Kurt Andersen: Gravitational waves are what?
Janna Levin: Gravitational waves are oscillations or ripples in the shape of space-time. Einstein writes that mass and energy will warp space and time.
The bowling ball on the trampoline.
Yes, but imagine the bowling ball rolls around. The deformation of the trampoline has to follow it. If the bowling ball moves, Einstein theorizes, nothing can travel faster than the speed of light. So the information about the motion of the bowling ball and the deformation of space-time has to be propagated in a wave that travels at the speed of light. If you are in space-time, you will bob on the wave.
Earlier this year, scientists announced that they heard gravitational waves.
Even they were surprised. It was an arduous, 50-year campaign.
When we hear the sound from the observatory, what are we hearing?
That is final one fifth of a second of two black holes orbiting each other and, like mallets on a drum, it rings spacetime but only in the final one fifth of a second is it loud enough to be detected by the LIGO machine, 1.3 billion years later.

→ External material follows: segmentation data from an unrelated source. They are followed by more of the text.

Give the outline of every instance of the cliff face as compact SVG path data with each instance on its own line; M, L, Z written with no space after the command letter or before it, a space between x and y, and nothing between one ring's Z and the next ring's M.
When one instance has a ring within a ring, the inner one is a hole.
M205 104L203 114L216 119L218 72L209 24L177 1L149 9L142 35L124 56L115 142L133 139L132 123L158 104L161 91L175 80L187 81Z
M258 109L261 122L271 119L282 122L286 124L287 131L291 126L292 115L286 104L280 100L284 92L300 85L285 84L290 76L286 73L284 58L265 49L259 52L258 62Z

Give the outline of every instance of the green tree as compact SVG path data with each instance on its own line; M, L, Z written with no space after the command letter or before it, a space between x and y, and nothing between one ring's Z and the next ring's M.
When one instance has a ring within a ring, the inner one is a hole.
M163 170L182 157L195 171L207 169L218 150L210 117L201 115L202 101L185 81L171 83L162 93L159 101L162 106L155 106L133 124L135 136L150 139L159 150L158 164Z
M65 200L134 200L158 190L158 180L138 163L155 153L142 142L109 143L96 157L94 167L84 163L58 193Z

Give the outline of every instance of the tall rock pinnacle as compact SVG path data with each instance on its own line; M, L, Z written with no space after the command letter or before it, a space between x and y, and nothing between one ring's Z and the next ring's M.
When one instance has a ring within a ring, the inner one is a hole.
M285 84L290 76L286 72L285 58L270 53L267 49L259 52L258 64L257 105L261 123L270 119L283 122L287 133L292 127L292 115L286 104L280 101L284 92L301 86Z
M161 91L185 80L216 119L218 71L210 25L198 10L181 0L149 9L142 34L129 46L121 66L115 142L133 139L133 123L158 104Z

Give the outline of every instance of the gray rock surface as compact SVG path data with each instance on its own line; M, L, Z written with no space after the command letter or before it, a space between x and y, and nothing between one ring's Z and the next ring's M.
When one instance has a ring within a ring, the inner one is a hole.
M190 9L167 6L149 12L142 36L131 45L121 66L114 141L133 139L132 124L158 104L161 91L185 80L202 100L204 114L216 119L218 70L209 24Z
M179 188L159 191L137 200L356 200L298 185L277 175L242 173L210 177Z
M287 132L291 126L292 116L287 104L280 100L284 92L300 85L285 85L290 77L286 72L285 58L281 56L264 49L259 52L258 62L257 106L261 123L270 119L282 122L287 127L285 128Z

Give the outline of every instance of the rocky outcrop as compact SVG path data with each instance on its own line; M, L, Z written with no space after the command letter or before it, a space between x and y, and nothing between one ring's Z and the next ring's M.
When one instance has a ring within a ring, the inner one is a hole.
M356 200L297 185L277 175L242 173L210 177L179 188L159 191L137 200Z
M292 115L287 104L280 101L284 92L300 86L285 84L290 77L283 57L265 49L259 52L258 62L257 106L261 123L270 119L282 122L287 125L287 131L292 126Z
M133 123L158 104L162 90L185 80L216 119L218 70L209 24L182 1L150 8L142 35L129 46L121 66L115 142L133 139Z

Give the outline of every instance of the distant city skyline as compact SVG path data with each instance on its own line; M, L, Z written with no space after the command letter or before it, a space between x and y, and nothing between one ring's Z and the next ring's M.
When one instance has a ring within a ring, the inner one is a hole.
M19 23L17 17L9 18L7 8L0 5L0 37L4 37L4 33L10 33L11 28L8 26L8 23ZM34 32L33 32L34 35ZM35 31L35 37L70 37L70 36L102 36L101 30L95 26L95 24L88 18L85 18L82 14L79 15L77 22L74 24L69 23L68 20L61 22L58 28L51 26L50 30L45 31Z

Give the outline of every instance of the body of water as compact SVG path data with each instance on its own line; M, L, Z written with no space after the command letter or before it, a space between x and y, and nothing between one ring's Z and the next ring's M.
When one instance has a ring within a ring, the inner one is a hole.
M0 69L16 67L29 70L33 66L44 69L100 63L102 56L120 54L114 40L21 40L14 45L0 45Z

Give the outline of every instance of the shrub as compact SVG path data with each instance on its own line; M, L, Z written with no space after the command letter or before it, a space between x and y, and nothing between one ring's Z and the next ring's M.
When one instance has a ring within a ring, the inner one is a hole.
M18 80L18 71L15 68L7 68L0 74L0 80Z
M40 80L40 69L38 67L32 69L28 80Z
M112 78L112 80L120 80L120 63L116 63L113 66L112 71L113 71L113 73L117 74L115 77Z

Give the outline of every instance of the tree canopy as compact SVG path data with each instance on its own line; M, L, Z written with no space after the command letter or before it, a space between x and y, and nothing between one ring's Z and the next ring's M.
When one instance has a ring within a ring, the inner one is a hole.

I get why that's an important discovery, but what's in it for us?
We don't always have the language for what's in it for us. But on that day, when they announced the discovery, the whole world stopped. I was interviewed for Al Jazeera TV, from Qatar, and we're talking for a second about being under the same sky. And there is just something tremendous about the human desire to know about our place in the universe. It should be something that's absolutely unifying.